CARTA Getting Major Federal Grants As Chattanooga Is Transit Testbed

  • Thursday, November 2, 2023
  • Hannah Campbell

Public transit projects funded by two grants awarded in 2020 will hit Chattanooga streets the first quarter of 2024.

General Manager of Planning and Grants Philip Pugliese updated the CARTA board at a recent meeting.

A $2.1 million National Science Foundation grant awarded to Vanderbilt University School of Engineering researcher Dr. Abhishek Dubey will apply computer-generated microtransit routes to a live “underserved neighborhood” in Chattanooga.

This grant specifies a community engagement piece to encourage and evaluate “dynamic,” or on-demand, service using an app.

A second grant, a $1.7-million Department of Energy grant awarded directly to CARTA, explores fleet routes mapped by AI, focused on efficiency. For each destination, AI will consider demand, traffic and energy. This “magic productivity rate” marries wide coverage with regular and frequent service, Mr. Pugliese said.

Dr. Dubey’s company, Smart Transit, is driving both projects using a custom-built dashboard that plays with fleet movement and demand. UTC researcher Dr. Mina Sartipi is a partner.

These tests will have applications all over the country, Mr. Pugliese said. He welcomes Chattanooga’s role as a national test bed because “Chattanooga is at a unique crossroads” of public transportation, locally and nationally.

“Chattanooga is a key focal point for a lot of this fundamental research that is going on with the federal government,” he said later in a phone interview.

“We want to see if it works in the real world,” he said. He projected that the hypothetical will move to more advanced research in January and February 2024 and the pilot will deploy in March.

Mr. Pugliese has identified Clifton Hills along Rossville Boulevard as a possible location. He said the pilot population is a diverse 10,000 people that includes high percentages of Black, Latino and low-income residents.

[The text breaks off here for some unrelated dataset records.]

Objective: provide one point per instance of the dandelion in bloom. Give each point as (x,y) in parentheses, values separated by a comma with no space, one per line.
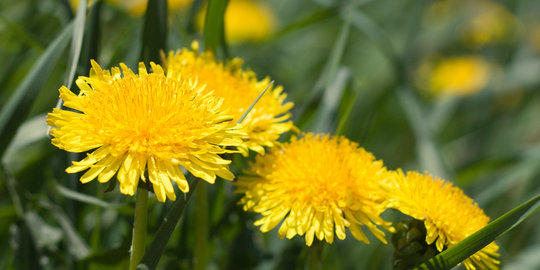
(316,186)
(459,76)
(144,126)
(239,88)
(245,20)
(449,216)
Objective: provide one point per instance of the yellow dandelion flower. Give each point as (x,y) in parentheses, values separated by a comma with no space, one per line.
(245,20)
(238,88)
(449,216)
(318,186)
(463,75)
(143,125)
(137,8)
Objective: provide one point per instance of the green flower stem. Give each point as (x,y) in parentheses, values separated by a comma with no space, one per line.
(314,255)
(139,228)
(201,230)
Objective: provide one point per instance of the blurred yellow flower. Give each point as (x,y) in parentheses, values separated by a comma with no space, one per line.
(144,125)
(449,216)
(245,20)
(462,75)
(481,22)
(239,88)
(317,185)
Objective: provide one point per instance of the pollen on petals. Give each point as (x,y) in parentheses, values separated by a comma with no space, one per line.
(316,186)
(143,127)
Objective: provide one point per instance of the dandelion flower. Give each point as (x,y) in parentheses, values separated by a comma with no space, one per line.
(144,126)
(245,20)
(318,186)
(449,216)
(238,88)
(463,75)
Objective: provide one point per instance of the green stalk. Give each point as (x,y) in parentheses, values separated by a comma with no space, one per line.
(201,229)
(139,228)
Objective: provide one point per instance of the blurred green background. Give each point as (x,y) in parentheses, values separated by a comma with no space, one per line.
(382,73)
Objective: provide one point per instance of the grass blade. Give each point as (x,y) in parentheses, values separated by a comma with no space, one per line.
(464,249)
(19,104)
(325,118)
(253,103)
(155,31)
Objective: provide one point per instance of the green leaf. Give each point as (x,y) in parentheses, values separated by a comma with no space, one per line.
(17,107)
(214,24)
(77,246)
(156,248)
(464,249)
(328,75)
(77,196)
(76,43)
(428,151)
(254,102)
(155,31)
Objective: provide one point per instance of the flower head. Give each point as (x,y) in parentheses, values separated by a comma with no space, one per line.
(463,75)
(143,123)
(239,88)
(245,20)
(318,186)
(449,216)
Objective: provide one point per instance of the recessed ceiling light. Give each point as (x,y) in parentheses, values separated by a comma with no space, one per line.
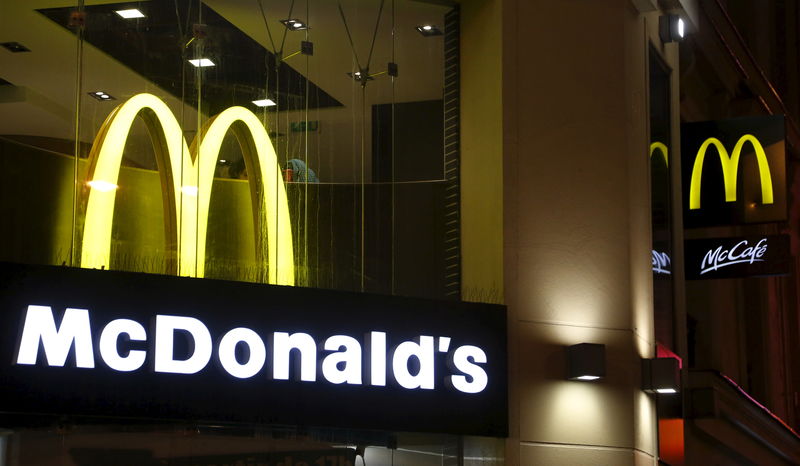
(15,47)
(132,13)
(102,95)
(202,62)
(264,103)
(295,24)
(428,30)
(360,77)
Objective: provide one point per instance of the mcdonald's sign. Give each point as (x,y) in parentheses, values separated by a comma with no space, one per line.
(187,174)
(734,171)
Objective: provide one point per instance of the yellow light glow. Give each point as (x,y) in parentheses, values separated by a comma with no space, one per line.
(279,228)
(189,223)
(102,186)
(661,148)
(730,169)
(189,190)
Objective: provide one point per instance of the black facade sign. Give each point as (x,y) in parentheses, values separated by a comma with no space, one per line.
(89,343)
(738,257)
(734,171)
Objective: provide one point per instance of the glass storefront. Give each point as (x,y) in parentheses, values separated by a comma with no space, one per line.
(339,105)
(311,143)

Online pre-booking and dynamic booking would be a mode shift for Chattanooga riders, but the data would help make full-city coverage economical, efficient and equitable, he said.

Mr. Pugliese told the board that CARTA already offers an on-demand app in Cromwell, East Brainerd, Eastdale, and North Brainerd, but 70 percent of all CARTA users don’t use it to book a trip.

The AI study will go a step beyond public transit for a destination and choose the most efficient blend of car, bike, park-and-ride, bus, microtransit and walking, which will reveal CARTA’s weaknesses.

“CARTA must be competitive,” he said. “Is there a role for microtransit combined with fixed route that can offer a better solution everywhere?” he asked. “It’s still a geometry problem.”

CARTA uses its resources well but coverage is too skimpy to be useful, he said, requiring fundamental changes in local public transit.

He said Chattanooga should shift to a more individualized full-coverage model instead of a model focused on high ridership along limited fixed routes. The value of public transit is in a wide network, he said, not the full bus itself.

Mr. Pugliese cautioned the board against Nashville’s failed $5.4 billion referendum in 2018, an outdated effort at transit overhaul that was deemed too little, too late.

Microtransit will pave CARTA’s way into the suburbs, he said. AI data will shorten test periods as microtransit expands city-wide. He said Hixson, for example, is an “ideal” place for microtransit, and eventually CARTA will expand the electric shuttle down Main Street and MLK Boulevard.

The research will inform a current city of Chattanooga transit study with public mobility tech company Via, and a recommendation by transit consultant Jarrett Walker to incrementally build upon what CARTA has now.